A prediction model prototype for estimating optimal storage duration and sorting

D2.2

G. Erber, J. Routa, L. Wilhelmsson, Jyrki Raitila, Maunu Toiviainen, J. Riekkinen

Research output: Book/ReportReportProfessional

Abstract

The objective of this study was to develop prototypes for estimating the optimal storage time and sorting of fuel wood. Drying trials employing the state of the art technology of load cell based metal frames were carried out by BOKU, METLA and Skogsforsk. A reference trial employing traditional pile sampling was carried out by VTT. Easily applicable drying models for logging residues, whole trees, stem wood and stumps were developed. A large variety of meteorological parameters can be used for model input. Parameters ranged from basic data like relative air humidity and air temperature to more complex parameters like evaporation and equilibrium moisture content of fuel wood. Fuel wood drying models can improve the fuel wood supply chain by helping the supplier find and choose those wood piles that are drier and thus with a higher calorific value for delivery. It enables supplier to deliver fuel wood which better meets the demands of the customers. Transport can be optimized by these models too. The drying models can also be used to formulate recommendations concerning seasoning of residues and optimum storage times for different assortment, species and drying conditions. An outlook on future application and further research needs was provided.

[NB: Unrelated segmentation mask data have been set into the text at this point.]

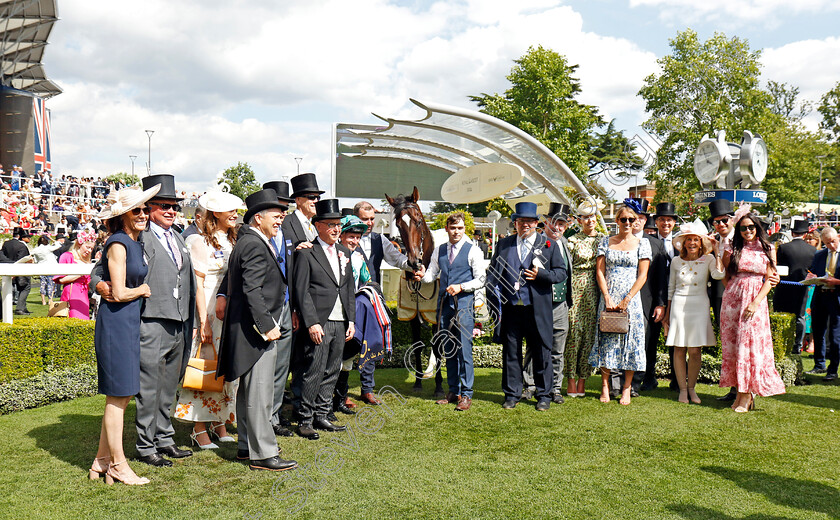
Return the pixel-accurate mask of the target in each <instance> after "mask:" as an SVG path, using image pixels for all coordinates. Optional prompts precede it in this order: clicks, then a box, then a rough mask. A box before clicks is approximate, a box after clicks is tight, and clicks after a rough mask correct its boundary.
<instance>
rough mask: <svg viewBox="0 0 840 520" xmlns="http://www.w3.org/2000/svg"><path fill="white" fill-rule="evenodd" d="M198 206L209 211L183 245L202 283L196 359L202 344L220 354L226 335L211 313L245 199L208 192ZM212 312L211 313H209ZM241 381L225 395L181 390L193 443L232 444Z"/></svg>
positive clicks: (206, 193) (236, 384) (177, 407)
mask: <svg viewBox="0 0 840 520" xmlns="http://www.w3.org/2000/svg"><path fill="white" fill-rule="evenodd" d="M198 205H199V206H200V207H201V208H203V209H204V210H205V211H206V213H205V214H204V218H203V219H202V220H201V221H200V223H199V225H198V231H199V232H198V233H196V234H194V235H190V236H189V237H187V239H186V241H185V243H186V245H187V247H188V248H189V249H190V258H192V262H193V268H194V269H193V270H194V271H195V277H196V280H197V281H198V284H197V286H196V295H195V301H196V310H197V311H198V313H197V314H198V329H199V333H198V334H197V335H196V337H195V338H194V339H193V344H192V350H191V351H190V357H195V356H196V354H197V352H198V348H199V346H200V345H201V344H202V343H204V344H206V345H212V346H213V350H215V351H216V353H217V355H218V352H219V340H220V339H221V336H222V321H221V320H218V319H216V317H215V314H214V312H213V310H212V309H213V308H214V303H213V302H215V301H216V293H217V292H218V291H219V287H220V286H221V283H222V278H224V276H225V273H227V264H228V259H229V258H230V254H231V252H232V251H233V246H234V245H235V244H236V232H235V230H236V220H237V218H239V215H238V214H237V212H236V210H238V209H244V207H245V205H244V204H243V203H242V199H240V198H239V197H237V196H236V195H233V194H232V193H227V192H223V191H210V192H207V193H205V194H204V195H202V196H201V197H200V198H199V199H198ZM208 309H209V310H210V311H209V312H208ZM213 350H211V349H209V348H207V347H205V348H203V349H202V350H201V355H202V357H205V358H210V359H212V357H210V356H211V355H212V353H213ZM238 386H239V385H238V382H237V381H225V384H224V387H223V388H222V391H221V392H202V391H200V390H188V389H185V388H182V389H181V394H180V396H179V397H178V404H177V406H176V407H175V413H174V414H173V416H174V417H176V418H178V419H184V420H187V421H193V423H194V424H193V432H192V433H191V434H190V438H192V440H193V442H194V443H196V444H198V446H199V447H200V448H201V449H203V450H209V449H216V448H218V447H219V446H218V445H217V444H216V443H214V442H213V440H212V439H211V438H210V435H215V436H216V438H217V439H218V440H219V442H234V439H233V437H231V436H230V435H228V433H227V427H226V426H225V423H226V422H230V423H232V422H235V421H236V389H237V388H238Z"/></svg>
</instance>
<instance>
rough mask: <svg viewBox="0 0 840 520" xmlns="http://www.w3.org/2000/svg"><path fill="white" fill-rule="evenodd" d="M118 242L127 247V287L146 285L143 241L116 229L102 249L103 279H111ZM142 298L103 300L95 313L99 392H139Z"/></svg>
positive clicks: (97, 366)
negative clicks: (111, 261) (115, 243)
mask: <svg viewBox="0 0 840 520" xmlns="http://www.w3.org/2000/svg"><path fill="white" fill-rule="evenodd" d="M115 242H119V243H120V244H122V245H123V246H125V249H126V258H125V264H126V265H125V286H126V287H127V288H129V289H134V288H136V287H139V286H141V285H142V284H143V281H144V280H145V278H146V273H147V272H148V270H149V268H148V266H146V262H145V260H144V258H143V244H142V243H140V242H136V241H134V240H132V239H131V237H129V236H128V235H127V234H126V233H125V232H124V231H117V232H116V233H114V234H113V235H111V237H110V238H109V239H108V241H107V242H105V247H104V248H103V252H102V267H103V276H102V280H104V281H106V282H109V281H111V273H110V272H109V271H108V260H107V255H108V249H109V247H110V246H111V244H113V243H115ZM142 303H143V298H137V299H136V300H132V301H130V302H122V303H117V302H108V301H105V300H102V303H101V305H100V306H99V313H98V314H97V315H96V329H95V331H94V336H93V343H94V346H95V348H96V365H97V369H98V372H99V393H100V394H105V395H112V396H121V397H124V396H131V395H136V394H137V393H138V392H139V391H140V306H141V305H142Z"/></svg>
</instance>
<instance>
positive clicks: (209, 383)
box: [183, 343, 225, 392]
mask: <svg viewBox="0 0 840 520" xmlns="http://www.w3.org/2000/svg"><path fill="white" fill-rule="evenodd" d="M205 345H207V346H209V347H210V348H211V349H213V359H202V358H201V349H202V348H203V347H204V346H205ZM218 364H219V361H218V357H217V355H216V349H215V347H213V344H212V343H202V344H200V345H199V346H198V351H197V352H196V353H195V357H191V358H190V360H189V362H188V363H187V371H186V372H185V373H184V385H183V386H184V388H187V389H189V390H201V391H202V392H221V391H222V387H223V386H224V384H225V378H224V377H219V378H217V377H216V367H217V366H218Z"/></svg>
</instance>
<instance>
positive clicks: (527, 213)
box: [487, 202, 566, 411]
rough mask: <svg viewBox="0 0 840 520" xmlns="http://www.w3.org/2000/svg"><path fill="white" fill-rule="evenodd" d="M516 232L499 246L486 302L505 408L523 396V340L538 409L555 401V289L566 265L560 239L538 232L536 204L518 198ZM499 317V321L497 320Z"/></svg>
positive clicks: (563, 273)
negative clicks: (560, 250) (550, 237)
mask: <svg viewBox="0 0 840 520" xmlns="http://www.w3.org/2000/svg"><path fill="white" fill-rule="evenodd" d="M511 219H512V220H513V224H514V226H515V228H516V234H515V235H512V236H509V237H505V238H503V239H501V240H499V242H498V243H497V245H496V249H495V250H494V251H493V258H492V259H491V260H490V268H489V269H488V271H487V273H488V275H487V292H488V304H490V305H491V308H492V309H493V312H496V313H497V314H496V318H498V317H499V314H498V313H499V312H500V313H501V316H500V317H501V321H500V325H499V326H498V327H496V328H497V330H498V331H499V333H498V336H497V337H499V338H500V339H501V342H502V359H503V365H502V390H503V391H504V393H505V402H504V404H503V405H502V407H503V408H505V409H510V408H513V407H515V406H516V403H517V402H518V401H519V399H520V398H521V397H522V339H523V338H524V339H525V340H526V341H527V343H528V344H529V345H531V355H532V358H533V366H534V368H533V370H534V384H535V386H536V397H537V410H540V411H543V410H548V408H549V406H550V405H551V397H550V393H551V389H552V386H553V381H552V377H553V373H552V368H551V367H552V365H551V345H552V340H553V328H554V327H553V323H554V316H553V309H554V305H553V297H552V287H553V285H554V284H556V283H560V282H562V281H564V280H566V266H565V262H564V261H563V257H562V253H561V252H560V247H559V246H558V244H557V241H556V240H551V239H548V238H546V237H543V236H542V235H538V234H537V233H536V229H537V221H538V220H539V217H538V215H537V205H536V204H534V203H533V202H520V203H518V204H517V205H516V208H515V212H514V213H513V215H512V216H511ZM497 321H498V320H497Z"/></svg>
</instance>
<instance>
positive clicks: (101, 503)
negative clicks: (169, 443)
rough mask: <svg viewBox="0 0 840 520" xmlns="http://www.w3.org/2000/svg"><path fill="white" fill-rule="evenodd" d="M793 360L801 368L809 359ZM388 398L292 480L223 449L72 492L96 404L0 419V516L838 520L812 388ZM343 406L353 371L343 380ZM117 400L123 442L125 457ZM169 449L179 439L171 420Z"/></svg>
mask: <svg viewBox="0 0 840 520" xmlns="http://www.w3.org/2000/svg"><path fill="white" fill-rule="evenodd" d="M806 363H808V364H811V361H810V360H806ZM376 379H377V384H378V385H380V386H382V385H391V386H393V387H394V388H395V389H396V390H397V391H398V392H399V393H400V394H402V395H403V396H405V402H401V400H400V398H398V397H394V396H388V397H385V402H386V403H387V404H388V408H387V409H386V408H384V407H367V406H365V407H363V408H362V409H363V410H367V411H366V412H362V414H361V415H357V416H355V418H354V419H350V420H349V421H348V420H345V416H342V417H341V419H342V420H345V421H346V422H347V423H348V424H350V425H351V429H352V435H351V434H350V433H347V432H345V433H334V434H323V435H322V437H321V439H320V440H318V441H307V440H304V439H301V438H299V437H294V438H291V439H286V438H281V439H280V445H281V447H282V449H283V454H284V455H285V456H286V457H289V458H294V459H296V460H297V461H298V462H299V463H300V464H301V467H300V468H299V469H297V470H294V471H289V472H285V473H280V474H275V473H269V472H253V471H250V470H249V469H248V468H247V466H246V465H243V464H241V463H237V462H234V461H233V459H234V456H235V454H236V446H235V444H231V445H224V446H223V447H222V449H220V450H218V451H210V452H201V453H196V454H195V455H194V456H193V457H190V458H188V459H183V460H178V461H175V467H174V468H161V469H158V468H151V467H149V466H145V465H143V464H140V463H137V462H135V463H133V467H134V468H135V470H136V471H137V472H138V473H139V474H141V475H143V476H147V477H149V478H150V479H151V480H152V483H151V484H149V485H146V486H142V487H137V488H132V487H128V486H123V485H120V484H117V485H115V486H113V487H108V486H105V485H104V483H103V482H102V481H99V482H89V481H87V480H86V478H87V468H88V467H89V466H90V463H91V460H92V458H93V455H94V453H95V451H96V443H97V440H98V436H99V426H100V419H101V414H102V407H103V404H104V398H103V397H102V396H97V397H91V398H83V399H77V400H75V401H71V402H64V403H58V404H54V405H51V406H46V407H43V408H39V409H34V410H27V411H24V412H19V413H14V414H11V415H6V416H0V439H3V442H2V443H0V461H2V464H0V517H2V518H15V519H21V518H143V519H152V518H351V519H358V518H370V519H404V518H503V517H506V518H535V519H536V518H541V519H544V518H587V519H598V518H628V519H630V518H688V519H744V518H749V519H759V518H775V519H792V518H802V519H806V518H807V519H813V518H839V517H840V474H838V470H837V468H838V467H840V454H838V450H836V449H835V447H834V443H835V442H836V441H837V432H838V430H840V418H838V414H840V412H836V411H838V410H840V397H838V391H840V388H838V385H835V384H825V383H822V382H821V380H819V379H816V378H812V380H813V382H814V384H813V385H810V386H804V387H797V388H793V389H791V390H790V392H789V393H788V394H786V395H783V396H778V397H774V398H767V399H759V400H758V405H757V410H756V411H755V412H752V413H749V414H735V413H733V412H732V411H731V410H729V409H728V407H727V406H726V405H725V404H722V403H718V402H717V401H715V399H714V397H715V396H717V395H720V394H722V393H723V391H722V389H719V388H717V387H713V386H698V393H699V394H700V397H701V398H702V399H703V405H700V406H696V405H683V404H680V403H677V402H676V401H675V394H673V393H671V392H670V391H669V390H667V389H666V388H662V387H660V389H659V390H657V391H654V392H652V393H650V394H649V395H648V396H644V397H640V398H636V399H634V400H633V403H632V404H631V405H630V406H629V407H622V406H620V405H618V403H617V402H615V401H613V402H612V403H610V404H608V405H603V404H601V403H599V402H598V399H597V396H598V387H599V380H598V378H597V377H593V378H591V379H590V380H589V385H588V388H587V390H588V392H587V396H586V398H584V399H570V400H568V401H567V402H566V404H564V405H560V406H557V405H553V406H552V407H551V409H550V410H549V411H548V412H546V413H538V412H536V411H535V410H534V406H533V405H534V401H530V402H527V403H525V402H523V403H520V404H519V406H517V407H516V409H514V410H503V409H502V408H501V406H500V404H501V402H502V394H501V390H500V387H501V383H500V381H501V371H500V370H496V369H479V370H477V374H476V392H475V396H474V397H475V400H474V402H473V408H472V409H471V410H470V411H468V412H466V413H459V412H455V411H454V410H453V406H451V405H448V406H438V405H435V404H434V402H433V400H432V398H431V393H432V387H433V385H431V384H428V383H427V385H426V388H425V389H424V392H423V393H422V394H420V395H417V394H414V393H412V391H411V383H412V381H411V380H410V379H409V378H408V377H407V373H406V372H405V371H404V370H398V369H389V370H380V371H377V378H376ZM352 385H356V386H355V388H351V395H353V396H357V395H358V375H357V374H354V375H353V376H352V377H351V386H352ZM133 418H134V404H133V401H132V403H131V405H130V407H129V410H128V417H127V424H128V426H129V427H128V428H127V429H126V435H125V438H126V446H127V451H128V454H129V456H133V454H134V449H133V443H134V437H135V435H134V429H133ZM176 427H177V437H176V439H177V442H178V444H179V445H181V446H186V445H187V444H188V441H189V439H188V437H187V433H188V431H189V427H188V426H187V425H185V424H177V426H176Z"/></svg>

Machine vision technology for sorting of fuel wood by quality and particle size, as well as for assessing the volume of a delivered fuel wood load was tested by VTT and JAMK. INFRES partners provided chip samples from all over Europe for testing. RGB images proved to work very well when identifying shapes and sizes of chips. If odd particles have the same colour as woody material, RGB images could not identify them. Measuring wood chip loads with a time-of-flight (TOF) camera rendered the most promising results. The average error was about 10%. Compared to visible light technology, near infrared (NIR) spectroscopy proved to be much more accurate in determining fuel wood moisture content and detecting foreign objects. Technology based on visible light is not able to work online (moving chips). To the contrary, NIR technology proved to work online and therefore could be used at a power plant or fuel wood terminal where wood chips are moved with a conveyer. However, NIR technology has other challenges such as not being able to give reliable moisture information with regard to frozen materials. Furthermore, an outlook on future research needs was provided.
Original languageEnglish
Number of pages91
Publication statusPublished - 2014
MoE publication typeD4 Published development or research report or study

Fingerprint

Wood fuels
Sorting
Drying
Wood
Moisture
Infrared radiation
Wood products
Calorific value
Near infrared spectroscopy
Air
Supply chains
Computer vision
Piles
Atmospheric humidity
Power plants
Evaporation
Cameras
Particle size
Sampling
Color

Keywords

  • fuel wood drying
  • modelling
  • load cells
  • machine vision technology
  • near infrared spectroscopy

Cite this

Erber, G., Routa, J., Wilhelmsson, L., Raitila, J., Toiviainen, M., & Riekkinen, J. (2014). A prediction model prototype for estimating optimal storage duration and sorting: D2.2.
Erber, G. ; Routa, J. ; Wilhelmsson, L. ; Raitila, Jyrki ; Toiviainen, Maunu ; Riekkinen, J. / A prediction model prototype for estimating optimal storage duration and sorting : D2.2. 2014. 91 p.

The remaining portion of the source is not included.